I spat and I spat. ‘Tackling from behind, that was an obvious trip.’

‘So what? Was there anything in the rules against that?’

‘Come on, that’s a given.’

‘Nothing is a given, Martin. Rules are constructions. Constructions have to be constructed. Before that happens the ability to be—’ he held up his closed fist and raised a finger to accentuate each point — ‘problem-solving, to take rapid decisions, to see past rigid modes of thought, to ignore counterproductive moral conceptions and—’ he smiled as he held out a hand to help me up — ‘as well as to tackle from behind are as admirable as the ability to move the legs rapidly.’

I took his hand and pulled myself to my feet. Brushed the sand off my body. ‘Fair enough,’ I said. ‘I’ll have to comfort myself that in one of your parallel universes right at this very moment I’m the one who’s tackled you from behind, I’m the one who’s giving you the lecture, and you’re the one who has to go and buy the beers.’

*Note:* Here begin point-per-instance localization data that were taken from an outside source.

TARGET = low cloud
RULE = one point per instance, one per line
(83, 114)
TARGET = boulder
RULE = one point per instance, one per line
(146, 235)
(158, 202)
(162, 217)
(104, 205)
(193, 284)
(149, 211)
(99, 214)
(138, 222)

Peter laughed and put his arm around my shoulder. ‘I buy, you fetch, OK?’

‘Parallel universes do exist,’ Peter said again as he took a swig from the bottle and sort of wriggled himself and his towel deeper into the sand.

‘OK,’ I said, carrying out the difficult art of drinking lying down, and peered up into the grey sky above us. ‘I understand that I don’t understand your quantum physics and your theory of relativity, and that I’m sure what you say is right about there being enough dark matter to make a parallel universe, but that there’s an infinite number of them, well, I have trouble with that.’